Whilst leases are usually essentially the same throughout a single block of flats, they will be different from block to block. What they all have in common is the likelyhood that they will be defective in varying degrees. Leases before 2006 are likey to be written in legalese (a legal term), and can consist of a great number of pages which have to be read all the way through to find key points and they haven’t been able to keep up with the amount of legislation implemented since they were first written. Leases written after 2006 may not fare any better if they are badly written and missing key elements.

Lease Defects

Some defects a lease can have are:

  1. No provision to repair or maintain parts of the property;
  2. No named person to provide buildings insurance;
  3. Service charge proportions which don’t add up to the correct percentage;
  4. No service charge collection dates;
  5. No incentives to pay arrears quickly;
  6. No provisions for advance maintenance contributions to be set;
  7. No limits on flats to pay for what they reasonably use (for example a flat on the ground floor might have to pay for the maintenance and repairs of the lift even though they don’t use it or a flat with a private front door may find themselves having to pay towards redecoration of the internal communal entrance);
  8. No enabling of the managing agent fees to be an allowable service charge expenditure;
  9. No provisions for a reserve fund;
  10. No provisions for a sinking fund.

With most leases it is possible to take out an Indemnity Policy which a) would cover such defects and b) that the mortgage lender would accept. There are 3 categories that leases fall into with regard to the lender guidelines:

  1. Leases which do conform to the Guidelines;
  2. Leases which do not conform to the Guidelines but where a policy will normally be acceptable to a mortgage lender;
  3. Leases which do not conform to the guidelines and where the defect is so serious that indemnity policies will not solve the problem.

For our block, point 3 would certainly have applied due to the neglect the building had sustained for the best part of two decades which indemnnity insurance would not have solved. It is therefore supposed to be used as a last resort.


Leaseholders of two or more flats (where there is a consensus for the lease to be varied) from the majority of the parties to it have the right to apply to the First Tier Tribunal under s35 of the Landlord and Tenant Act 1987 to ask it to determine whether the lease should be varied. .For example, if the majority of leaseholders supported the insertion of a clause that penalized late payers of service charges then this variation could be applied for. It cannot be unilaterally imposed if the lease makes no provison for it.

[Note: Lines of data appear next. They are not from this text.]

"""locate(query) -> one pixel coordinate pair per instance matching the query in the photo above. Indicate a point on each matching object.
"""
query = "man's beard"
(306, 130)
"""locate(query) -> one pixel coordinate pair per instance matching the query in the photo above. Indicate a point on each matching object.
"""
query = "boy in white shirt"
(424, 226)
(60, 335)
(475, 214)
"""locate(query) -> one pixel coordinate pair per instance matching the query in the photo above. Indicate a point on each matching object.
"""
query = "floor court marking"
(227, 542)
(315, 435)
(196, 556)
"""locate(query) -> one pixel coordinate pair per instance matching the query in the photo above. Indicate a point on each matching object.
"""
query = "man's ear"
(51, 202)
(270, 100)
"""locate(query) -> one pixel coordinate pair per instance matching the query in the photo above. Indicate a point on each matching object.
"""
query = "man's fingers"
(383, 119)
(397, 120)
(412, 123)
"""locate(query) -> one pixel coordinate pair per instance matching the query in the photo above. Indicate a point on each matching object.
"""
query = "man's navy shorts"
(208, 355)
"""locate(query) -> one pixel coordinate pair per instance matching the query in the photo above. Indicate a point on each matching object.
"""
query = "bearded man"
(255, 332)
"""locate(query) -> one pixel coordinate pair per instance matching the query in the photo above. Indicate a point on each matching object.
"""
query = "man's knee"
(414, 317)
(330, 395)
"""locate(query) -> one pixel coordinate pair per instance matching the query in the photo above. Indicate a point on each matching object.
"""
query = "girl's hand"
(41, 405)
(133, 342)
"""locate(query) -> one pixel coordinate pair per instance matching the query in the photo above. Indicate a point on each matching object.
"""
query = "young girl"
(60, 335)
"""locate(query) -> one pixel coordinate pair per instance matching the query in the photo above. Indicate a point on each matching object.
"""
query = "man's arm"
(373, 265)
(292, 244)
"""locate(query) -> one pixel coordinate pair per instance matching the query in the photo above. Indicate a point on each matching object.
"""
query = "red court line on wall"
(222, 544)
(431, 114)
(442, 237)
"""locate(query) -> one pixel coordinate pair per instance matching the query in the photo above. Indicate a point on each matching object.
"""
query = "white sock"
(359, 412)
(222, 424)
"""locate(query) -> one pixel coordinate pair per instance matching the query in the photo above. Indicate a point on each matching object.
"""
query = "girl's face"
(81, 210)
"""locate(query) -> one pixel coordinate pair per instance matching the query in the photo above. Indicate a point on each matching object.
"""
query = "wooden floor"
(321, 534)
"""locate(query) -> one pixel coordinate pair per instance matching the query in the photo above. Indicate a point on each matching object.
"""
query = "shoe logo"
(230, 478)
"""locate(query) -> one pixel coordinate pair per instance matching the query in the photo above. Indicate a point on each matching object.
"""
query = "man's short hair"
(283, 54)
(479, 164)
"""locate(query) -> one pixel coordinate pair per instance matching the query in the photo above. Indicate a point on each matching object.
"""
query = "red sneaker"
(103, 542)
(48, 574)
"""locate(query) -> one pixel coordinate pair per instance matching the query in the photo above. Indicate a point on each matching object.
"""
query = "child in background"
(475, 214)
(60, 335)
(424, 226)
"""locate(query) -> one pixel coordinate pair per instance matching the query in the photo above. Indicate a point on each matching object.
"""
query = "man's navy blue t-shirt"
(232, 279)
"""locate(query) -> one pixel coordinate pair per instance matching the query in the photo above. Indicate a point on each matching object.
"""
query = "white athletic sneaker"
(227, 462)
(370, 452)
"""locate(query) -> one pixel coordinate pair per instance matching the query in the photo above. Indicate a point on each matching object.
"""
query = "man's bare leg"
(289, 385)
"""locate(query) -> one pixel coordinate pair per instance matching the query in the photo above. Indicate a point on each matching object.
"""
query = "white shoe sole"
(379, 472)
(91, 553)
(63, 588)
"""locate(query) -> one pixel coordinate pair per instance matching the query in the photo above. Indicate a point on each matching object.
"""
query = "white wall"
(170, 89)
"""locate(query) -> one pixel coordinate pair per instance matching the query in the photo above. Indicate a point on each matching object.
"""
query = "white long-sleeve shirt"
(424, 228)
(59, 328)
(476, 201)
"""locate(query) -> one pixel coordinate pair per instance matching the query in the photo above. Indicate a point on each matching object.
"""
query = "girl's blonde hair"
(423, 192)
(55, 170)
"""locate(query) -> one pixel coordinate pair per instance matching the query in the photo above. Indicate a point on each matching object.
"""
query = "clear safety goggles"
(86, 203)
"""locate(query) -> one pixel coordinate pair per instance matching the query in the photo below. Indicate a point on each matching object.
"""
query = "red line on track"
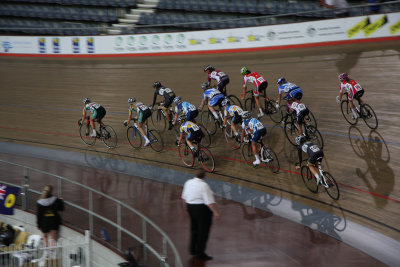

This application is only applicable for leases over 21 years and grounds that can be covered are as follows:

  1. The repair and maintenance of the flat in question, the building containing the flat or any land or building which is let to the tenant under the lease or in respect of which rights are conferred on him under it;
  2. The insurance of the building containing the flat or of any such land or building;
  3. The repair or maintenance of any installations (whether they are in the same building as the flat or not) which are reasonably necessary to ensure that occupiers of the flat enjoy a reasonable standard of accommodation;
  4. The provision or maintenance of any services which are reasonably necessary to ensure that occupiers of the flat enjoy a reasonable standard of accommodation;
  5. The recovery of one party to the lease from another party to it of expenditure incurred or to be incurred by him, or on his behalf, for the benefit of that other party or of a number of persons who include that other party;
  6. The computation of a service charge payable under the lease.

Where the variation of one lease would affect other leases, then an application may be made to vary those other leases with parties affected by the variation being notified as per the FTT regulations. This will include the freeholder (where they are not the applicant), or head lessee, the other leaseholders (if the change will affect them), and the mortgagee to the flat or flats. Failure to serve the notices will allow the affected parties to apply to the FTT for cancellation or change of the variation or, sometimes, to bring action for damages.

When the application is made, a draft of the wording of the lease variation must be provided abd if the FTT decides the lease can be varied it will either adopt that wording or substitute other wording that it considers appropriate.